Today, GP Industrial Contractors Inc. is headquartered in Port Arthur and has fabrication facilities in Port Arthur, Vidor and Henderson. With more than 76,000 square feet of shop space and 375 employees, the company has done projects for ExxonMobil, Motiva, Enterprise Products, DOW Chemical and many other companies, as well as Houston’s Minute Maid Park and Toyota Center. Beaumont residents benefited from GP’s work on DeQueen, Fehl-Price and Jones-Clark elementary schools.
“The transition from a strictly domestic company to an international one is a lot of work,” Petry said. “Meeting people, building relationships, putting business plans together. I got a lot of help from the U.S. Chamber of Commerce, and I also took a class on entrepreneurship. One really valuable thing I learned was a strategy to limit risk through business insurance.” GP Industrial Contractors has expanded its reach, becoming a global company through projects in Canada, Belize and India.

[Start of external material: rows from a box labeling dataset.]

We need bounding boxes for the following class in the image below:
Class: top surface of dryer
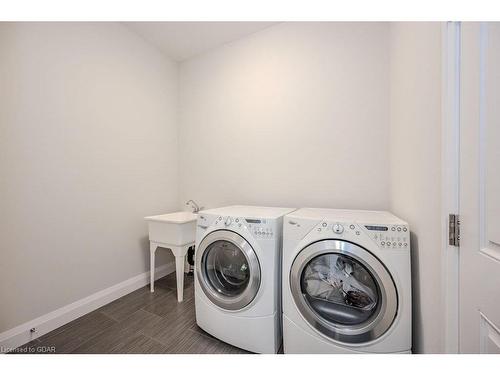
[200,206,295,219]
[288,208,407,225]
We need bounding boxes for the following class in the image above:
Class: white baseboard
[0,262,175,353]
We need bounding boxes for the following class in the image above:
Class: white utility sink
[144,212,198,302]
[144,212,198,246]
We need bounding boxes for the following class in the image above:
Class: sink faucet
[186,199,203,214]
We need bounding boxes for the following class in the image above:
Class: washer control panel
[363,224,410,249]
[213,216,274,239]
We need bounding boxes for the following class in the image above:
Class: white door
[459,23,500,353]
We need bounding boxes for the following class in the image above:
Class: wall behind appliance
[0,23,179,332]
[179,23,390,209]
[390,22,444,353]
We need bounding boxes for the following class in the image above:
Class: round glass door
[204,240,250,297]
[290,240,397,344]
[196,230,260,310]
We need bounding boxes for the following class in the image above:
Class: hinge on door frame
[448,214,460,246]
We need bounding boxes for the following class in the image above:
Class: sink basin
[144,211,198,246]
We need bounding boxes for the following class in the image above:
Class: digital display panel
[245,219,261,224]
[365,225,389,232]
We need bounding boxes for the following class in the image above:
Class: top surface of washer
[287,208,407,225]
[200,206,295,219]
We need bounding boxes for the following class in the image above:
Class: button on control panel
[372,225,410,249]
[214,216,274,239]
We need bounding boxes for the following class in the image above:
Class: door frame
[441,22,461,353]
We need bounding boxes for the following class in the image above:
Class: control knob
[332,224,344,234]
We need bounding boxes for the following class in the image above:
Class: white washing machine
[195,206,293,353]
[283,208,411,353]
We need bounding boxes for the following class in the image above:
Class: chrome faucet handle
[186,199,203,214]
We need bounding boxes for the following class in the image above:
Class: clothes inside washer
[301,253,379,325]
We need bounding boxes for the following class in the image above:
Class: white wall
[179,23,390,209]
[390,22,444,353]
[0,23,178,332]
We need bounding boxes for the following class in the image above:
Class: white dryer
[195,206,293,353]
[283,208,411,353]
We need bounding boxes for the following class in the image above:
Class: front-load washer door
[290,240,398,345]
[196,230,261,310]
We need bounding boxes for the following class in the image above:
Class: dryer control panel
[361,224,410,249]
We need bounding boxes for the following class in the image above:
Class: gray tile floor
[12,273,248,354]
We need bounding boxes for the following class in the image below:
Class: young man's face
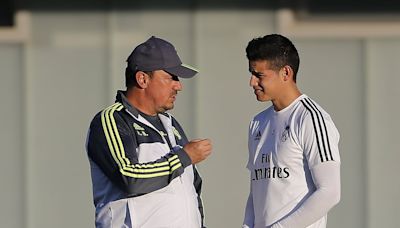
[146,70,182,113]
[249,60,282,101]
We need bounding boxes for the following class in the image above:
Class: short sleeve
[300,109,340,168]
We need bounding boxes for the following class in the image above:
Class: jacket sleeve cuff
[175,148,192,168]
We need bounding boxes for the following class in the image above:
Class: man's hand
[183,139,212,164]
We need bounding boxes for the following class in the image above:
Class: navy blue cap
[126,36,199,78]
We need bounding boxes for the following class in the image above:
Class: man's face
[146,70,182,113]
[249,60,282,101]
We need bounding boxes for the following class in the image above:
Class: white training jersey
[247,94,340,228]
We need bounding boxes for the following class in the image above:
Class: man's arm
[271,162,340,228]
[87,108,192,196]
[193,165,205,228]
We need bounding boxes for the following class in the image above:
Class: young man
[86,36,212,228]
[243,34,340,228]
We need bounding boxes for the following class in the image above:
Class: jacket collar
[115,90,169,117]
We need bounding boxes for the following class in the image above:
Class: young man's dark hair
[246,34,300,81]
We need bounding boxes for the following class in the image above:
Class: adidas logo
[254,131,261,141]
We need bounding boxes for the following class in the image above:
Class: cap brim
[164,64,199,78]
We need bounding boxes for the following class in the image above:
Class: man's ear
[279,65,293,81]
[135,71,149,89]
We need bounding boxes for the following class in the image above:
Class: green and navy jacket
[86,91,204,228]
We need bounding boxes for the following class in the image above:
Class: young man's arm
[242,181,254,228]
[271,102,340,228]
[271,162,340,228]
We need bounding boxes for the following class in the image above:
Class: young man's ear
[280,65,293,81]
[135,71,148,89]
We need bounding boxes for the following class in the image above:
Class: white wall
[0,10,400,228]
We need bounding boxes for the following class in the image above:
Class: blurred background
[0,0,400,228]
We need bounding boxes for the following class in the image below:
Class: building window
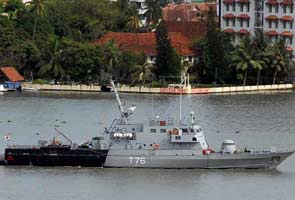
[275,5,279,13]
[225,3,229,11]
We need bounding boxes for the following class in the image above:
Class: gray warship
[100,81,294,169]
[3,80,294,169]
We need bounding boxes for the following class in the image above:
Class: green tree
[102,40,122,79]
[131,62,154,85]
[62,39,102,83]
[231,37,265,86]
[127,14,141,33]
[27,0,46,40]
[268,40,291,84]
[144,0,162,29]
[155,21,181,78]
[39,35,64,83]
[4,0,25,19]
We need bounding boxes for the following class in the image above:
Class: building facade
[218,0,295,55]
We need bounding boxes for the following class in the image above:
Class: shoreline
[22,83,295,95]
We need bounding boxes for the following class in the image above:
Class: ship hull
[104,150,293,169]
[4,148,108,167]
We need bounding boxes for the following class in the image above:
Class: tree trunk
[256,70,261,85]
[214,67,218,84]
[243,70,248,86]
[272,70,278,85]
[33,16,38,40]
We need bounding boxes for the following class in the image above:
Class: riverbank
[23,83,295,94]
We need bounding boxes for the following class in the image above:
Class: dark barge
[3,145,108,167]
[0,129,108,167]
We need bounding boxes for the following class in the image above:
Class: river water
[0,91,295,200]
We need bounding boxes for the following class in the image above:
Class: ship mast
[110,79,128,124]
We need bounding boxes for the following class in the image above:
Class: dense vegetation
[0,0,293,84]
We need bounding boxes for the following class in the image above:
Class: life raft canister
[153,144,160,150]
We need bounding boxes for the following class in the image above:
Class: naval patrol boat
[3,80,294,169]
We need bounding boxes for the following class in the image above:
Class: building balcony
[281,15,294,22]
[265,15,279,21]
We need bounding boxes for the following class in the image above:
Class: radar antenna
[110,79,136,124]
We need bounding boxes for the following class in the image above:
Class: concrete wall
[23,83,295,94]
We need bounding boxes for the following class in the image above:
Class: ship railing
[7,145,40,149]
[149,118,174,126]
[237,145,295,153]
[107,119,122,133]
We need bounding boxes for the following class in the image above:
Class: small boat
[21,87,40,92]
[0,85,8,92]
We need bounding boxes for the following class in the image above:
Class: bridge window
[182,128,188,133]
[151,128,157,133]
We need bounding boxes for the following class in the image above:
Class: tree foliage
[155,22,181,78]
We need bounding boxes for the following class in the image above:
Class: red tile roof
[265,31,278,36]
[281,16,294,21]
[0,67,24,82]
[266,0,279,5]
[222,13,236,18]
[237,0,250,3]
[287,46,293,52]
[162,3,216,21]
[265,15,279,21]
[165,21,207,40]
[238,29,249,34]
[282,0,293,5]
[223,28,235,33]
[280,31,293,37]
[223,0,235,3]
[92,32,195,56]
[237,14,250,19]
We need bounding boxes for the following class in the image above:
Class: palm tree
[102,40,121,79]
[39,36,64,82]
[131,61,154,85]
[127,14,141,32]
[27,0,46,40]
[144,0,162,29]
[269,40,290,84]
[231,38,265,86]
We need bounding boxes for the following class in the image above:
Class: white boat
[0,85,8,92]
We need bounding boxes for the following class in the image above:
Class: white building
[218,0,295,52]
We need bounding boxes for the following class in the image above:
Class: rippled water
[0,92,295,200]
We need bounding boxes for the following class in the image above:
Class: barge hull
[4,148,108,167]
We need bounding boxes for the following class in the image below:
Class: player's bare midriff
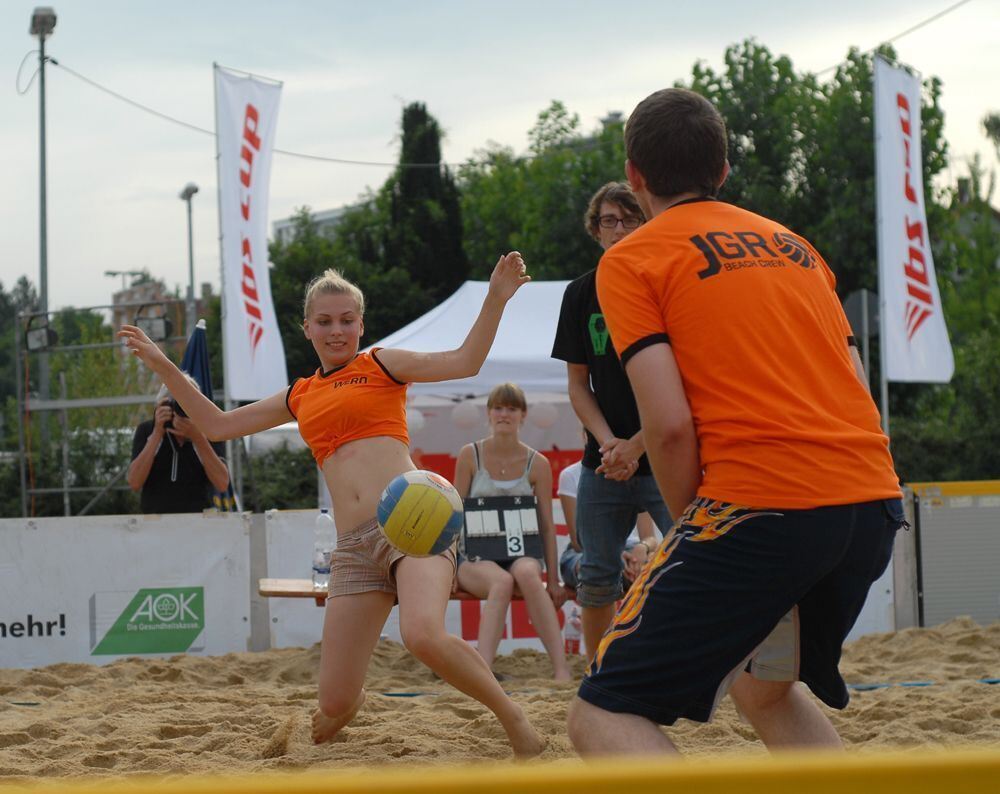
[322,436,417,532]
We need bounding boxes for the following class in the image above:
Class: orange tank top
[285,348,410,466]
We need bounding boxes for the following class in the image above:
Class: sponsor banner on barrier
[90,587,205,656]
[215,66,288,400]
[264,502,566,653]
[0,513,250,668]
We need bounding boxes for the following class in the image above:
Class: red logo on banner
[240,103,264,356]
[896,94,934,339]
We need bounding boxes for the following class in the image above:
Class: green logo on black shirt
[587,313,608,356]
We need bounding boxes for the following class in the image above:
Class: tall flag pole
[874,56,955,433]
[212,64,288,502]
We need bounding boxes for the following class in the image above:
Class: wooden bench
[257,579,576,607]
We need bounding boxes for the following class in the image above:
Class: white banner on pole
[875,58,955,383]
[215,66,288,400]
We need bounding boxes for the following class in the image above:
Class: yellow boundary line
[11,749,1000,794]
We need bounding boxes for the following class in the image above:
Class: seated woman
[455,383,571,681]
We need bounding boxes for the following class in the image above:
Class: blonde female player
[119,252,545,757]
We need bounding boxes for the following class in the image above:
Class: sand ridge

“Even while you’re trying to get your business started, learn to give back,” Petry advises. “Don’t forget to give back. Make a habit of giving all the time, always sharing. And by that, I don’t always mean money; sometimes it’s best to give of your time or advice.”
Petry takes his own advice to heart. In recent years, he has served as chairman of the Port Arthur Economic Development Corp., chairman of the Port Arthur Board of Commissioners Housing Authority, vice president of the Construction Board of Construction and Appeals, vice president of the Clean Community Commission, member of the Port Arthur Citizen Advisory Committee, National Society of Black Engineers, Ever Ready Lodge No. 506, Port Arthur Rotary Club, and on the board of directors for Junior Achievement and United Way.
Petry recently gave a lecture on campus about what led to his business success. His mother, Cewillow Catherine Richard Petry, attended and has reason to be proud of each of her children. In addition to Petry, all are graduates: Pamela ’89 and Mary Yolanda ’93 and Eric ’95.